As the glass neared her, something reached her first—not sight, not touch, but scent, faint and almost hidden beneath the richer notes of whatever had been poured, a bitterness that did not belong, a sharpness that lingered just beneath the surface like a warning whispered too softly to hear unless one listened for it.

Her fingers paused.

Just slightly.

Not enough for most to notice.

But enough.

"There it is," she thought, her breath steady despite the shift that moved through her chest,

"not obvious… not careless,"

"someone wanted this to be subtle."

Her pulse quickened.

Once.

Twice.

Then steadied again as she forced control back into place, her expression unchanged, her gaze lowering just slightly to the rim of the glass as if considering nothing more than taste.

Across the table, Livia's lips curved faintly, her eyes narrowing just enough to reveal interest sharpened into expectation.

"Go on," Livia murmured softly, barely above a whisper,

"drink,"

"let's see."

Penélope heard her.

Of course she did.

But she did not look up.

Did not respond.

Because this moment—

This was not about them anymore.

It was about choice.

Her grip on the glass tightened just enough to ground her, her fingers steady despite the knowledge settling into her mind, and her breath slowed further, each inhale measured, each exhale deliberate.

"You knew," a quieter part of her whispered, calm and cold,

"the moment you smelled it,"

"you knew."

Yes—she had known, and still she lifted the glass, slowly, deliberately, higher and closer, her lips parting just enough as the rim neared, the faint bitterness rising stronger now, clear and undeniable, pressing against her senses like a quiet warning that asked for caution even as it challenged her control.

Her instincts screamed—loud, sharp, immediate.

Don't.

Her throat tightened, her hand pausing for a brief second as time seemed to stretch, the room holding its breath around her, and beneath the calm she forced into place, her thoughts moved quickly.

"Think," her mind urged, steady but urgent,

"put it down,"

"walk away."

But another thought followed—colder, clearer.

"If you refuse," it said quietly,

"they win,"

"if you hesitate… they see it."

Her gaze lifted then—not toward the wolves, not toward Livia or Arden—but toward the far end of the table, toward him.

Leo did not move.

Did not speak.

Yet his eyes remained on her, steady and unreadable, as if he already understood what rested in that glass, as if he waited—not to stop her, not to warn her—but to see what she would decide.

A test.

Of survival.

Of control.

Of something deeper.

Penélope's breath steadied fully, her fingers no longer trembling, her expression settling into calm that revealed nothing, and within that quiet stillness, her decision formed.
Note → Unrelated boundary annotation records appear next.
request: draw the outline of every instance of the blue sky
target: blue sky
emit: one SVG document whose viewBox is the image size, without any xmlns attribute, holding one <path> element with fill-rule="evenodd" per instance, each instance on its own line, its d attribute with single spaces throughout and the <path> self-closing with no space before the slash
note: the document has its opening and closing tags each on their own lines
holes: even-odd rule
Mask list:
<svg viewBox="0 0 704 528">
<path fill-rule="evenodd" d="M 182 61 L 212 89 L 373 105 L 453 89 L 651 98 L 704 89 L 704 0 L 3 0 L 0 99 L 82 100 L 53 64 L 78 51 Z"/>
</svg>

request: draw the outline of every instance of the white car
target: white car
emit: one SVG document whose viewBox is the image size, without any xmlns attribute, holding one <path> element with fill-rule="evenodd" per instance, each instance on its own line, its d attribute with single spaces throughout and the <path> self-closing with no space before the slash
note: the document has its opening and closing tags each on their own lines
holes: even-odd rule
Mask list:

"Fine," she thought, the word soft yet absolute,

"let's see how far this goes,"

"because I don't break."

The glass touched her lips—cool, almost harmless.
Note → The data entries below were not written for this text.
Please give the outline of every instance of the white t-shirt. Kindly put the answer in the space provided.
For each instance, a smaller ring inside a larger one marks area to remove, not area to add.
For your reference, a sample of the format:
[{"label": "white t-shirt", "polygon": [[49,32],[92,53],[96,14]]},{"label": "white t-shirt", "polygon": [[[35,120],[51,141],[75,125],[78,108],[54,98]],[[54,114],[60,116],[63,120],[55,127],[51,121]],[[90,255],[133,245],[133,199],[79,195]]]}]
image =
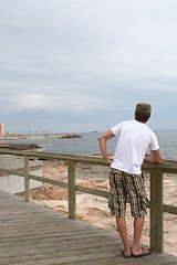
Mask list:
[{"label": "white t-shirt", "polygon": [[115,136],[118,136],[111,167],[139,174],[147,148],[149,147],[150,150],[159,149],[154,131],[146,124],[136,119],[121,123],[111,130]]}]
For a heartbeat, nothing happened.

Then she drank.

The liquid moved across her tongue, the bitterness spreading instantly, stronger now, impossible to ignore, slipping down her throat with a quiet burn that did not strike violently but lingered, steady and deliberate.
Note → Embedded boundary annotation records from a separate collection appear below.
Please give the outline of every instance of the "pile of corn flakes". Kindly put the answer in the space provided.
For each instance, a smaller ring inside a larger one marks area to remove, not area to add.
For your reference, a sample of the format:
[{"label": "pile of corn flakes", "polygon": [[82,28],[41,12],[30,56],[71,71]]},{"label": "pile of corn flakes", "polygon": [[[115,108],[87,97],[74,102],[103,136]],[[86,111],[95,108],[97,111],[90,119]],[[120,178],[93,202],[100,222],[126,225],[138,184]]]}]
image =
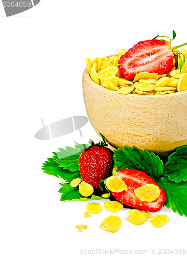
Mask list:
[{"label": "pile of corn flakes", "polygon": [[179,68],[175,69],[174,60],[171,71],[167,74],[141,72],[136,75],[133,81],[124,78],[118,67],[120,57],[127,51],[126,49],[120,49],[118,55],[97,57],[93,61],[86,58],[89,74],[93,81],[122,94],[167,94],[187,90],[186,50],[180,49],[180,52],[186,57],[180,72]]}]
Her instincts reacted again—stronger this time—as her body responded in small, controlled ways, her throat tightening slightly, her chest drawing in as the sensation settled.

Poison.

The truth formed clearly.

She swallowed.

Because she chose to.

The glass lowered from her lips with slow precision, her hand steady even as her pulse shifted, quicker now, sharper beneath her control, and her gaze lifted once more, calm and unreadable.

"It's poisoned."

The thought came without panic, without fracture.

It settled.

Like fact.

Like certainty.

Across the table, silence deepened—not empty, but heavy with awareness—because something had already happened, and no one yet knew what it would lead to.